Jan. 30, 2007 — New evidence supports the theory that a 18,000-year old "Hobbit" skeleton unearthed in Indonesia was a new species closely related to Homo sapiens, but not human, say researchers.
Some scientists had theorized that the skeletal remains found on the Indonesian island of Flores in 2003 belonged to a pygmy or a microcephalic — a human with an abormally small skull.
But researchers from Florida State University who examined a three-dimensional computer reconstruction of the small but well-formed brain of the hominid, "classified it with normal humans." The skull, they found, did not represent an abnormal human skull but that of a human-like species whose growth was on a smaller scale.

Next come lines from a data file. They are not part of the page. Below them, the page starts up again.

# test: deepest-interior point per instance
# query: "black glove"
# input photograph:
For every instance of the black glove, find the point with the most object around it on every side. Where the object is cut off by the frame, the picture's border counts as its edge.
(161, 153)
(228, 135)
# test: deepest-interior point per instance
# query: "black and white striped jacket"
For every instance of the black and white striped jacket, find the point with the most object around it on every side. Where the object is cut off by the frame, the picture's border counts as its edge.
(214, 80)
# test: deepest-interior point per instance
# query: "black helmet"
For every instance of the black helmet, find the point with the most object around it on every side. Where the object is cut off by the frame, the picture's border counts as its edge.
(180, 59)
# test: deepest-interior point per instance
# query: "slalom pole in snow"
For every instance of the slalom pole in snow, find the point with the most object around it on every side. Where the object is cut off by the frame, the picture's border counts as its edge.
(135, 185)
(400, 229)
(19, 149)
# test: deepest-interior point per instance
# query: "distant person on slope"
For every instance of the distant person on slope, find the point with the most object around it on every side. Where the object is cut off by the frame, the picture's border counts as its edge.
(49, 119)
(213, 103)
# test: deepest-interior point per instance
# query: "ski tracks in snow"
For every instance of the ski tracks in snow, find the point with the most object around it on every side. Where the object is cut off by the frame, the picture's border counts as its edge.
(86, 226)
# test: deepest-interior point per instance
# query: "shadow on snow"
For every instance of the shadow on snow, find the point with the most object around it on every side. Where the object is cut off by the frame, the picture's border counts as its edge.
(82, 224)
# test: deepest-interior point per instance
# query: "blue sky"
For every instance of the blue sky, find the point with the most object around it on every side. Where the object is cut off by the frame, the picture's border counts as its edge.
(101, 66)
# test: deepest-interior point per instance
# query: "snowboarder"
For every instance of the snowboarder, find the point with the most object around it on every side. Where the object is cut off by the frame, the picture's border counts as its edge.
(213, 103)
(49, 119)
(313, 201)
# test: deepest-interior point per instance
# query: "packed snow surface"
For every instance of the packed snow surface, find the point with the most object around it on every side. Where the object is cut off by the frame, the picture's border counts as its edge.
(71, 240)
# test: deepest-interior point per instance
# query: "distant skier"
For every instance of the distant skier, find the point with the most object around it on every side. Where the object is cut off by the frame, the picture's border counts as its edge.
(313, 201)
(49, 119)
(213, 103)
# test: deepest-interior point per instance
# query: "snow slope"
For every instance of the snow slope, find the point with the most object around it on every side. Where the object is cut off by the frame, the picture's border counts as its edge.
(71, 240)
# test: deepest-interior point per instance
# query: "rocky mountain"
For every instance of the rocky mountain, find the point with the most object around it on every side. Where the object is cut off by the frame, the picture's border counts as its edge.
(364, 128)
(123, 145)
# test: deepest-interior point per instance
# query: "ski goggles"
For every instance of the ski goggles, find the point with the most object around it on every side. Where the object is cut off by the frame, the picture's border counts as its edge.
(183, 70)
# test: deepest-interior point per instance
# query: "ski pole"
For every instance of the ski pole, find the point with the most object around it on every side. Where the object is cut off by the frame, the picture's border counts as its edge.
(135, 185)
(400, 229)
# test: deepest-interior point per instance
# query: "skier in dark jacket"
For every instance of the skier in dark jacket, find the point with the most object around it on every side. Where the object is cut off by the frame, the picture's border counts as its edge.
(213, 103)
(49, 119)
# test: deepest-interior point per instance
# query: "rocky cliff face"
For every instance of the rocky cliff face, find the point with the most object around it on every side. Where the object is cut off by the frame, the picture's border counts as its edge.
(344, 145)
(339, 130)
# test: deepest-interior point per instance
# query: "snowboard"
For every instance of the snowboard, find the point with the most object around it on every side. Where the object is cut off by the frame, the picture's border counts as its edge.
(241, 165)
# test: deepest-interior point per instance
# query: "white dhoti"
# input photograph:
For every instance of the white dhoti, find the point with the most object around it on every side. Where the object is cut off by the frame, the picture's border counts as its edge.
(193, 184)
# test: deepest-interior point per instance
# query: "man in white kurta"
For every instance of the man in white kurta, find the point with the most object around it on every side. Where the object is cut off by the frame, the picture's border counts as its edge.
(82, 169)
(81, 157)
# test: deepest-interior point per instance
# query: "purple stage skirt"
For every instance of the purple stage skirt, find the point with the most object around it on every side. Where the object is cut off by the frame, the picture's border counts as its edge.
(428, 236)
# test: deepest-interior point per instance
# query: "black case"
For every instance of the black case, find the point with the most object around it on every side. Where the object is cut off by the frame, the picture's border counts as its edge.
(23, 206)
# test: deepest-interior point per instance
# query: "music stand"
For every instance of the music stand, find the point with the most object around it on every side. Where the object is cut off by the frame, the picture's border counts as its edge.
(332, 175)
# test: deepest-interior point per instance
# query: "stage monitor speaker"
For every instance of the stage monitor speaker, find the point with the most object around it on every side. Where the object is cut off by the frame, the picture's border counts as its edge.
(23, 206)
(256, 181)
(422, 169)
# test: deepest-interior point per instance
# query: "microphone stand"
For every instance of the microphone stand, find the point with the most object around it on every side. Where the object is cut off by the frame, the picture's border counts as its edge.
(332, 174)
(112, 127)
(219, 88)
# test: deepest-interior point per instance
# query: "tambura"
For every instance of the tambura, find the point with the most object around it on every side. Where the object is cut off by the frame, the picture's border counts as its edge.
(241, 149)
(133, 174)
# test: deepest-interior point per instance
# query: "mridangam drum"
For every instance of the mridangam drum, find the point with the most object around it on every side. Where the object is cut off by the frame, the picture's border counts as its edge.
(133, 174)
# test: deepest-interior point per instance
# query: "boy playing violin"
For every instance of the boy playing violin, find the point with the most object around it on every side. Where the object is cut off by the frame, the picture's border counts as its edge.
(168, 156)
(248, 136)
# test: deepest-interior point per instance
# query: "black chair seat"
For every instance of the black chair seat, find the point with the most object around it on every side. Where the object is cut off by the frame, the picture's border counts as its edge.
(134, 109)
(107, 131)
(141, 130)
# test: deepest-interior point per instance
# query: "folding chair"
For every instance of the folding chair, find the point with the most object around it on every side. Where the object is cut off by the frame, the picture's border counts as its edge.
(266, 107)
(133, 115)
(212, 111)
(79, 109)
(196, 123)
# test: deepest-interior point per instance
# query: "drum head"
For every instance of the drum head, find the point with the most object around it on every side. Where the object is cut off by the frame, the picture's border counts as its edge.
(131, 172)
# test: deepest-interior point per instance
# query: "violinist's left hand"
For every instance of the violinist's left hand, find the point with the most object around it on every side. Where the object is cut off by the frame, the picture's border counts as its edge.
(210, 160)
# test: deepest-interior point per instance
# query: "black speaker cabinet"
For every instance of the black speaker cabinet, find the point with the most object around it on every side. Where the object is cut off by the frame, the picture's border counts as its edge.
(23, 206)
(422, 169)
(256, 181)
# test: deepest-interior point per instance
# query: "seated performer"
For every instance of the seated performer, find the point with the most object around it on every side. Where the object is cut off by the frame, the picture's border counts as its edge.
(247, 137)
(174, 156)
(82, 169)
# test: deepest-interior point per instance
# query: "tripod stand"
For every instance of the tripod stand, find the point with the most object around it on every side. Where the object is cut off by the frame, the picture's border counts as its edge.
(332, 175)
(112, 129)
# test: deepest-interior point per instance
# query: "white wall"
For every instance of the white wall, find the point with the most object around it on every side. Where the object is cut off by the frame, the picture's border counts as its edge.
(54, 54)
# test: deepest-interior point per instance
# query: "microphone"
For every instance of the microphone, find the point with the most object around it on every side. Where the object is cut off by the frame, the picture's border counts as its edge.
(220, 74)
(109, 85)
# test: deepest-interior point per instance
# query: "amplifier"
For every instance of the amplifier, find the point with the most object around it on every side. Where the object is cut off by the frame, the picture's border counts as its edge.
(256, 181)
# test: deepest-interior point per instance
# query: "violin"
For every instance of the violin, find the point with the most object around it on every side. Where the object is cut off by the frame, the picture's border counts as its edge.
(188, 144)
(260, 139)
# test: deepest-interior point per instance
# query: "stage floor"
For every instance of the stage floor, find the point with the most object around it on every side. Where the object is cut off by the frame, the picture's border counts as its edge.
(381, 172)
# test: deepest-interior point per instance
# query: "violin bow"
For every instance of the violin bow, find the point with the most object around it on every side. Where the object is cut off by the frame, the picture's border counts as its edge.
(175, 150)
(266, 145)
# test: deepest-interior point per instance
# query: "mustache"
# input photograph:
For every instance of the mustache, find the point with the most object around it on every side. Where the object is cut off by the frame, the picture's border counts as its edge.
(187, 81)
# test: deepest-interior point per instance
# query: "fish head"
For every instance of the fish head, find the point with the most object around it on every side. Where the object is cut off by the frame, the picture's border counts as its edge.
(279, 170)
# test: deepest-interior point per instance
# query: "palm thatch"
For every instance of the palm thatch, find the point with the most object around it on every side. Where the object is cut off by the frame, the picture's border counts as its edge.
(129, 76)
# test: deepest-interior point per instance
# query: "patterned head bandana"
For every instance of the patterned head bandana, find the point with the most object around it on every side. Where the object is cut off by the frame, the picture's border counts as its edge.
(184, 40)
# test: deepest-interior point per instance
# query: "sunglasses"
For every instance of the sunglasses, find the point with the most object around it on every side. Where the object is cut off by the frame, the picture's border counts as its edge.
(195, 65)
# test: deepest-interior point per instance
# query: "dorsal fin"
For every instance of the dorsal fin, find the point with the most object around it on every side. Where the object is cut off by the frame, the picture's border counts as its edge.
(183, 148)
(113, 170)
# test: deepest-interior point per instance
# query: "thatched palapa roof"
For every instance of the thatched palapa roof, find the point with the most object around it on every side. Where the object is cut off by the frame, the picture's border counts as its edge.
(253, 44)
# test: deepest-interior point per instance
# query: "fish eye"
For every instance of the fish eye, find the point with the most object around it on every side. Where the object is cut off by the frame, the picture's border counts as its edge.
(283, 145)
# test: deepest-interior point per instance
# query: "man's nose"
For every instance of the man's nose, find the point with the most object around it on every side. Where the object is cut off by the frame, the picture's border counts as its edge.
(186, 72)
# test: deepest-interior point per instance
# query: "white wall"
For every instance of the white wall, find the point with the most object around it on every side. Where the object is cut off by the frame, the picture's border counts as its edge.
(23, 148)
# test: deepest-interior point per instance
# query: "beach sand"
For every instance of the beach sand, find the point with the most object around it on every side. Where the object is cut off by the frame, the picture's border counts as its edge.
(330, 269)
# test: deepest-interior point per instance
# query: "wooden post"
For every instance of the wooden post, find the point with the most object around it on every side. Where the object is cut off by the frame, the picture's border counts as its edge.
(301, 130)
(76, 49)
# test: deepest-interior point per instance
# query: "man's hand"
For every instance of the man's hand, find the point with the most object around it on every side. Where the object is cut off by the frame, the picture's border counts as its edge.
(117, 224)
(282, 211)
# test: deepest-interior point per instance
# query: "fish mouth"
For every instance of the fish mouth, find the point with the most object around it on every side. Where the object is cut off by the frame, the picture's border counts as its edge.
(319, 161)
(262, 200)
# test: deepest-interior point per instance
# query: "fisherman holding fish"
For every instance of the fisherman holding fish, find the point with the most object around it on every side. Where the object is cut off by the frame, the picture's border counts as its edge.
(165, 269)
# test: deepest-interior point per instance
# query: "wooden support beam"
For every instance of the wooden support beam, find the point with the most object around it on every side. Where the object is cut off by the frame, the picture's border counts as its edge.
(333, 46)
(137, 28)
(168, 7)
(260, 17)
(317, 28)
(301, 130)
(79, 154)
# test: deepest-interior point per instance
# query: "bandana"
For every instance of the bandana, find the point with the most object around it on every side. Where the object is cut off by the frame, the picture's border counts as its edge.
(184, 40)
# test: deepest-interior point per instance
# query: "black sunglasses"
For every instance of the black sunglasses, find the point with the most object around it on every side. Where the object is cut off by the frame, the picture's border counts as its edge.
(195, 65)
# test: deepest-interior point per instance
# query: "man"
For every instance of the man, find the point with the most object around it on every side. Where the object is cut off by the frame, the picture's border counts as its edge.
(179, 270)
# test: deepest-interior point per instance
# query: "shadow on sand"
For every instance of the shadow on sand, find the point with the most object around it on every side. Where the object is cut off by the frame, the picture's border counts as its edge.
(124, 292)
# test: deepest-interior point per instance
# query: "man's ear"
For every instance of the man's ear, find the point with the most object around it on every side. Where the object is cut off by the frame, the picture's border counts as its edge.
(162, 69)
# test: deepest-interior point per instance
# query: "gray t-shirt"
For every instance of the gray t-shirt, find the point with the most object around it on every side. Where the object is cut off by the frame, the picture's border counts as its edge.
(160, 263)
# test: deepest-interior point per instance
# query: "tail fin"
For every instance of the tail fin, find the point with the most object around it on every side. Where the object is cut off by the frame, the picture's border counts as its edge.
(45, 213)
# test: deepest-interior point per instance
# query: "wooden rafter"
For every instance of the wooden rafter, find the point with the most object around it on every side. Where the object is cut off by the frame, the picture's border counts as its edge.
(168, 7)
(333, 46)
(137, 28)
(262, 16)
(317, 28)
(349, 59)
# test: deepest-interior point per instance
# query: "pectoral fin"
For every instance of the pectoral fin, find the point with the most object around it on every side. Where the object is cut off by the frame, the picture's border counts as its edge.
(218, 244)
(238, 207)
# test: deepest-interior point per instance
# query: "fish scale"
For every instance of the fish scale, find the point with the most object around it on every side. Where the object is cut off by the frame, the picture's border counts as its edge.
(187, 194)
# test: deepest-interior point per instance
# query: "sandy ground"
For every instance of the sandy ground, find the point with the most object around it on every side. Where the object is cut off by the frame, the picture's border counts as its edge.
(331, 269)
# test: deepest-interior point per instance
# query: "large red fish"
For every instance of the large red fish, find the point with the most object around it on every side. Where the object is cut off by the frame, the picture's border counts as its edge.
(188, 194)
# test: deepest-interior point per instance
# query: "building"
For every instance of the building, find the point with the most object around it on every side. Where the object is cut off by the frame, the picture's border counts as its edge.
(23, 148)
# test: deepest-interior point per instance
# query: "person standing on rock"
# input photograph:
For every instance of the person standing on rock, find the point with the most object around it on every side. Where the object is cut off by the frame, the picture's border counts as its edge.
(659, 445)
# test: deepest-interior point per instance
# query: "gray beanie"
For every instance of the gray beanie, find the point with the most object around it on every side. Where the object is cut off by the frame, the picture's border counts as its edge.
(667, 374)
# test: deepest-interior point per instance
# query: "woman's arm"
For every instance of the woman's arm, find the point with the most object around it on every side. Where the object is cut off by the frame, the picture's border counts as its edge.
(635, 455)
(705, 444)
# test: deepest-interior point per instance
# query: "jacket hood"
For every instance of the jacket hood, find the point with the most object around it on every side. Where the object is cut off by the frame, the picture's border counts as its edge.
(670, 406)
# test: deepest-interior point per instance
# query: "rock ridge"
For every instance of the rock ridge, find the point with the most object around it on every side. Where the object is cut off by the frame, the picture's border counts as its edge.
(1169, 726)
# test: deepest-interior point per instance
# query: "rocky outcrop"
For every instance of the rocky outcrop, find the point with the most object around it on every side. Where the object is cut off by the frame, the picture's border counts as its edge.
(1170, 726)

"We have answered the people who contend that the Hobbit is a microcephalic," said world-renowned paleoneurologist Dean Falk, who is also chairwoman of Florida State University's anthropology department, which conducted the research with Indonesia's Center for Archaeology along with other international partners.
Her team's study of both normal and microcephalic human brains is published in Monday's issue of Proceedings of the National Academy of Sciences.
The computer model reproduced the surface of the brain, including its shape, grooves and vessels, revealing what Falk described as a "highly evolved brain."
The skeleton came to be known as "the Hobbit" after the diminuitive characters in J.R.R. Tolkien's classic "Lord of the Rings" trilogy.